En los campos de Coronel Pringles, donde la noche siempre fue aliada de quienes se llevan lo ajeno, una luz infrarroja empezó a cambiar las reglas. Desde hace unas semanas, un dron equipado con visión térmica sobrevuela los lotes más alejados y los tambos que quedan en el silencio de la ruta 51 o la 76, buscando el calor de un animal en movimiento o de un camión detenido donde no debería estar.
La comunidad lo cuenta mejor que nadie. Productores que hace años venían perdiendo vacas, terneros y hasta ovejas en manos de abigeos organizados, hoy ven en esta tecnología una respuesta concreta y no solo un anuncio. El municipio de Coronel Pringles, en articulación con la Sociedad Rural local y la policía bonaerense, puso en marcha un plan piloto de vigilancia nocturna con drones que ya permitió identificar movimientos sospechosos y disuadir varias maniobras.
"Eso hay que verlo en el barrio, no en el comunicado", dice un chacarero de la zona de Indio Rico que prefirió no dar su nombre. Él perdió tres vacas preñadas el mes pasado. Ahora, cuando cae el sol, sabe que arriba hay ojos que no duermen. El dron no reemplaza al vigilador rural ni al policía, pero amplía el radio de control en un territorio enorme donde una patrulla tarda horas en llegar.
Según datos que manejan desde la Rural de Pringles, el abigeato en la zona venía en aumento desde la última seca: animales faenados en el lugar, cueros enterrados y cortes de alambre que se repetían cada quince días. La novedad del plan es el uso específico de drones con cámara térmica durante las horas de mayor riesgo, entre las 22 y las 5 de la mañana, combinado con un protocolo rápido de alerta a las fuerzas de seguridad.
Desde la intendencia explicaron que los aparatos fueron adquiridos con fondos municipales y que el personal ya fue capacitado para su uso legal y seguro. No se trata de una medida aislada: forma parte de un abordaje más amplio que incluye mayor presencia de patrulleros rurales, cámaras en accesos a campos y el trabajo conjunto con vecinos que reportan movimientos extraños.

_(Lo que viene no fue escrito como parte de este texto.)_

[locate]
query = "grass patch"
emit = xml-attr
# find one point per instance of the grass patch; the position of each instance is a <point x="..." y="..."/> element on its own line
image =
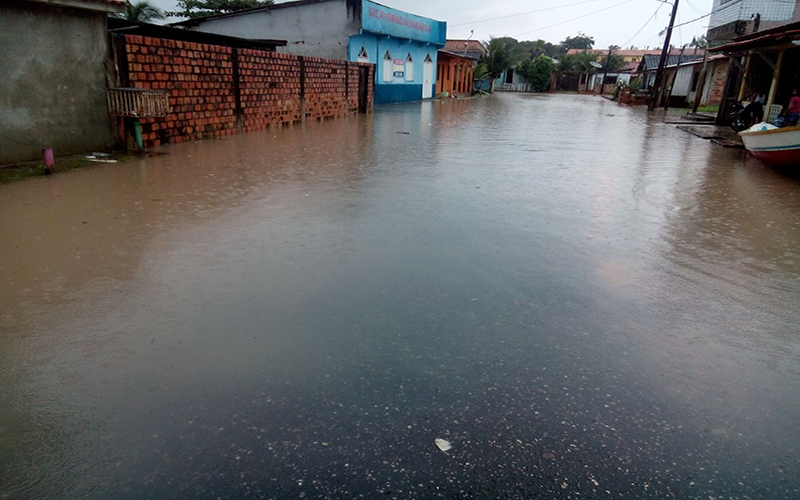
<point x="23" y="170"/>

Eso hay que verlo en el campo, no en la foto del dron. Porque detrás de la tecnología hay familias que viven de la cría, que invierten en sanidad y que no pueden permitirse perder un animal cada dos semanas. La temporada de pariciones se acerca y, como siempre, los productores del sudoeste miran el cielo no solo para pedir lluvia, sino ahora también para que el dron esté en el aire.
La iniciativa de Coronel Pringles se suma a experiencias similares en otros puntos del sudoeste bonaerense, como en el partido de Villarino y en zonas rurales de Bahía Blanca, donde la presión del abigeato no afloja. Desde la Sociedad Rural de Pringles destacaron que el objetivo no es solo recuperar animales, sino generar una disuasión real para que los que viven de robar sepan que el riesgo aumentó.
"La comunidad lo cuenta mejor que nadie", repite un dirigente rural. Y en este caso la cuenta es clara: menos vacas desaparecidas, más tranquilidad para dormir y una señal de que las instituciones locales están buscando soluciones concretas a problemas que la región arrastra hace años. El dron no es magia, pero en la noche de Pringles se está convirtiendo en un aliado silencioso de los que trabajan la tierra.